Hi everyone, I'm sure this is one of those obvious things but I have just spent a few mins reviewing some of the older threads in the various section of this forum. What a great resource. I had forgotten about many of those discussions and some of them occured before I joined CMF. Great reading.

So, the point of this thread is a gentle suggestion that folks who care may want to take about half an hour and re-read some of our old threads. There really is a lot of great discussion that took place.


----------



## andrewf (Mar 1, 2010)

Maybe it's worthwhile to make a sticky index of noteworthy past discussions to help people find the answers to their questions.


----------



## rookie (Mar 19, 2010)

we could add a vote button on each thread and if a thread gets a minimum votes, it could be marked out as a sticky one???


----------



## the-royal-mail (Dec 11, 2009)

Whoa guys let's not go TOO far.  The sticky tool is one which should be used SPARINGLY to be effective. If it's overused, as I've seen on some forums, then the locked threads merely get in the way and contribute to noise. I've seen some where the 1st page was 3/4 used up by stuck threads that are virtually of no interest to me. Remember that a thread that *I* find useful at my level may not be as useful to the next guy.

I think I'm just saying that it's good for anyone who participates in any forum to read existing threads, use the simple search function and see what others are discussing or have discussed, before starting a new thread. Perhaps this thread is much ado about nothing, but anyone reading may still enjoy some of what has been discussed in the past and interests them.


----------



## HaroldCrump (Jun 10, 2009)

It is also enlightening (and amusing) to read old threads going back a few years (CMF is not that old yet) and read the collective thinking of those days and see how much of that has actually materialized.
It is interesting to read about the doom and gloom (and euphoria) from a few years ago and note how reality turns out to be different.


----------



## andrewf (Mar 1, 2010)

the-royal-mail said:


> Whoa guys let's not go TOO far.  The sticky tool is one which should be used SPARINGLY to be effective. If it's overused, as I've seen on some forums, then the locked threads merely get in the way and contribute to noise. I've seen some where the 1st page was 3/4 used up by stuck threads that are virtually of no interest to me. Remember that a thread that *I* find useful at my level may not be as useful to the next guy.
> 
> I think I'm just saying that it's good for anyone who participates in any forum to read existing threads, use the simple search function and see what others are discussing or have discussed, before starting a new thread. Perhaps this thread is much ado about nothing, but anyone reading may still enjoy some of what has been discussed in the past and interests them.

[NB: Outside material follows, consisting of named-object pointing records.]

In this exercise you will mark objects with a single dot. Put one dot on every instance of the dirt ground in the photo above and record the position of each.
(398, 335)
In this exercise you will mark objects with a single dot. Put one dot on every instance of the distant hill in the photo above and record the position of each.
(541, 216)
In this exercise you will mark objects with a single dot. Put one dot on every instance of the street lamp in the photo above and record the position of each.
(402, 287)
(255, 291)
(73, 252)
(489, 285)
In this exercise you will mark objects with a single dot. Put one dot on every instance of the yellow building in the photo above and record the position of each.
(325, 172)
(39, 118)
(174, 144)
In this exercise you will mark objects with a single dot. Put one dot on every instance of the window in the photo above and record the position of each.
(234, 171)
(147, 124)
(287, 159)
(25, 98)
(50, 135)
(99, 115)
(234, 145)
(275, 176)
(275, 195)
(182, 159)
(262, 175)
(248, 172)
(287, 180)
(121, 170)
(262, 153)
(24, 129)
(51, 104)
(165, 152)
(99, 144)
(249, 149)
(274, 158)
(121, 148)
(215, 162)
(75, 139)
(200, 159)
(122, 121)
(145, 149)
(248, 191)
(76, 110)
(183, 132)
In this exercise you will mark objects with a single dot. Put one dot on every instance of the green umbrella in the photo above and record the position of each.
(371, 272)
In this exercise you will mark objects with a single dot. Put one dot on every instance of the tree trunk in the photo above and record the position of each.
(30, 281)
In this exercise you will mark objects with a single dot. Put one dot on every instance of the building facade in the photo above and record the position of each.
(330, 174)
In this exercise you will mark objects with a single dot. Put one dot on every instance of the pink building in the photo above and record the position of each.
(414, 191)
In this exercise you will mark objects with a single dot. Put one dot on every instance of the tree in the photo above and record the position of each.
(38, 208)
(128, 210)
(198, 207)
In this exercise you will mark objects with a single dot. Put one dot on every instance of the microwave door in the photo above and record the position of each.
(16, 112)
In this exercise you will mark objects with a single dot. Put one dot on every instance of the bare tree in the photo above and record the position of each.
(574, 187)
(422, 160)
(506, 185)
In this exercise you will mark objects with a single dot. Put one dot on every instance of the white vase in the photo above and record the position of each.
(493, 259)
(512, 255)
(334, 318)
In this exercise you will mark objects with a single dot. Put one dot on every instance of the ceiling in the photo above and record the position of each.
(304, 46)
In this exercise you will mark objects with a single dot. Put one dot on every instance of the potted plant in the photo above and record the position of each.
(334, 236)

To be clear, I'm suggesting exactly one sticky thread with links to interesting discussions, grouped by topics. The sticky thread could permit replies to suggest additional threads, with the replies being deleted once the thread is included/assessed. I find forum searches only work so well.


----------



## Addy (Mar 12, 2010)

I'd like this very much... I'm sure there are many posts that are unique or have some great suggestions that not many people are aware of.


----------